Por: Anabela Melão |
A verdade é que a cadeira de Direito Constitucional,
nem na Faculdade de Direito, é muito valorizada, e, a grande parte dos alunos,
um dia juristas, advogados, magistrados, nem lhe percebem, as demais das vezes,
a serventia. O Tribunal Constitucional que o aplica, por excelência, é, também,
menos e menos, reconhecido como um último reduto da mãe-democracia, e, mais a
mais, como “apenas” garante da omnipresente e omnipotente atividade do Estado.
Existem já vozes que defendem a sua extinção, e, em sua substituição, a criação
de uma secção constitucional no Supremo Tribunal de Justiça,
aproveitando, assim, para recolocar em cima da mesa a questão do método de
eleição e de recrutamento dos juízes e da eficácia do sistema.
O Tribunal
Constitucional declarou a inconstitucionalidade da suspensão do pagamento dos
subsídios de férias ou de Natal a funcionários públicos ou aposentados,
justificando a decisão, nove votos contra três, alegando que “a dimensão da
desigualdade de tratamento que resultava das normas sob fiscalização” violava o
princípio da igualdade, consagrado no artigo 13.º da Constituição, aplicando
uma medida que “se traduzia numa imposição de um sacrifício adicional que não
tinha equivalente para a generalidade dos outros cidadãos que auferem
rendimentos provenientes de outras fontes” e concluiu que a diferença de
tratamento era “de tal modo acentuada e significativa” que não era justificável
pelas “razões de eficácia na prossecução do objetivo de redução do défice
público”. “Apesar da Constituição não poder ficar alheia à realidade económica
e financeira, sobretudo em situações de graves dificuldades, ela possui uma
específica autonomia normativa que impede que os objetivos económico-financeiros
prevaleçam, sem qualquer limites, sobre parâmetros como o da igualdade, que a
Constituição defende e deve fazer cumprir”, refere o acórdão.
Mas aquele tal
último reduto da defesa dos particulares sai seriamente prejudicado com
aqueloutra conclusão: “atendendo a que a execução orçamental de 2012 já se
encontra em curso avançado”, o TC restringiu os efeitos da declaração de
inconstitucionalidade, não os aplicando à suspensão do pagamento dos subsídios
de férias e de Natal, ou quaisquer prestações correspondentes aos 13.º e, ou,
14.º meses, relativos ao ano de 2012.
Repare-se que
recorre a uma argumentação extra-juridica para fundamentar uma decisão que tem,
tão-somente, de ser jurídica.

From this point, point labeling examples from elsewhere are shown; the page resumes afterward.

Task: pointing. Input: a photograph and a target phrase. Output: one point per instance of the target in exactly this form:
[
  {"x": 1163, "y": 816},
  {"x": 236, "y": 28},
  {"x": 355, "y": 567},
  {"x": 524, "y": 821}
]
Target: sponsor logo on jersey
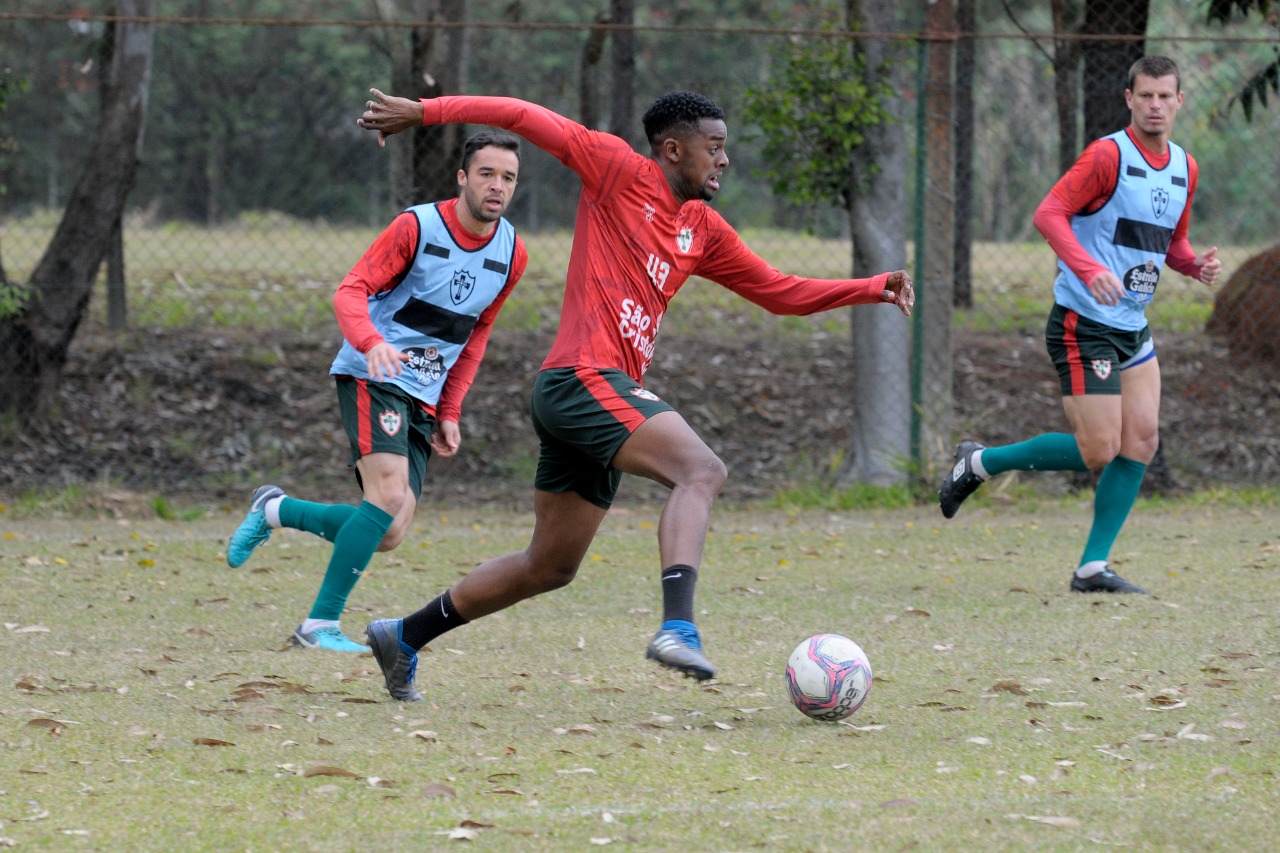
[
  {"x": 389, "y": 422},
  {"x": 1141, "y": 281},
  {"x": 1159, "y": 201},
  {"x": 685, "y": 240},
  {"x": 461, "y": 286},
  {"x": 425, "y": 364}
]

Questões de oportunidade ou de conveniência vêm a
despropósito e é, provavelmente, um reflexo da politização da decisão do TC,
filha do método de eleição dos próprios juízes.
Aproveitando o
jeito Até já o Primeiro Ministro vislumbrou que, assim como assim, se o
pretexto é o da “igualdade”; então que se “iguale”: imponha-se o corte salarial
a todos os trabalhadores!, ou seja, terá de ser encontrada uma “medida
equivalente, alargada a outros portugueses”, que não especificou, a introduzir
no Orçamento de Estado para 2013. Até porque para “satisfazer o compromisso solene
do país” de ajustamento orçamental, “os sacrifícios não podem ficar confinados
a esses cidadãos”.
Esta “igualização”
é comovente! Porque vai sempre no único sentido possível: o de tornar mais
pobre a classe média, reduzindo-a, acabando com ela!
E dizemos isto com sustentação. Como é que a Conta Geral do
Estado de 2011 mostra que 25 gestores de 13 entidades não sofreram qualquer
redução salarial? De que serviu e qual a penalização por não ter sido aplicada
a decisão do segundo semestre de 2010 do corte salarial
de 5% para os gestores públicos e do congelamento de prémios? De que valeu
decisão em 2011 de cortes entre os 3,5% e 10 % nos salário dos funcionários
públicos que recebessem mensalmente mais de 1500 euros brutos? É porque aquelas
criaturas de um deus à parte não foram alcançadas pelo braço negro da crise!
Mais. A Inspeção-Geral de Finanças detetou que em duas instituições houve uma
“atribuição generalizada de prémios de desempenho” e que foram atribuídos
carros de forma permanente a alguns funcionários, para uso regalado durante o
fim-de-semana e feriados (com portagens e combustíveis pagos pelo estado). Não
falamos de carrinhos de linhas!
Razão tem Fernando Sabino “Para
os pobres, é dura lex, sed lex. A lei é dura, mas é a lei. Para os ricos, é dura
lex, sed latex. A lei é dura, mas estica.”